Dry Creek, located in Jackson County, is a conundrum among local paddlers. This shallow, pristine creek is virtually the golden ring held just out of reach because the current put-in location for the creek is located on private property which displays a sign that reads, “Keep Area Clear Or It Will Be Closed.” Were that access to be removed, paddlers would have to paddle almost 5 miles upstream from the take-out located on Hwy 73. For that reason alone I won’t divulge the exact put-in location, but will recommend that interested paddlers contact and arrange to travel with local paddling groups that have obtained permission from the land owners.
The launch site is in a mostly wooded area along a dirt road. Once on the water paddlers actually paddle what appears to be upstream to one of the local springs, Black Hole, that feeds the creek and then make their way through a narrow bull rush trail to the main waterway. Most paddlers feel that it is easier to pull their craft along using the reeds rather than attempt to actually paddle this short section.
Upon exiting the bull rush, this clear and secluded creek opens up and is devoid of any houses or structures until just before the take-out. Dry creek meanders slowly through a tupelo and cedar woodland affording paddlers unspoiled views of native plants and wildlife. Animals spotted on a recent trip included White Ibis and several White-tailed deer. Rumors tell of a moderate-sized alligator as well but it wasn’t seen on this excursion.

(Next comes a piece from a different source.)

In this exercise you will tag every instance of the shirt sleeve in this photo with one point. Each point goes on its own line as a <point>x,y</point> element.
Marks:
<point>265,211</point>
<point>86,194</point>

Mild temps and clear skies gave this 3 hour float trip a decidedly relaxing feel. Fall wild flowers were in bloom along the banks seemingly begging to be photographed. With such beauty at hand it’s sad to think that most people have never experienced this creek and sadder still to think that access to it may one day vanish, further proof that good stewardship of Florida’s waterways is imperative in order for future generations to be able to enjoy what we take for granted.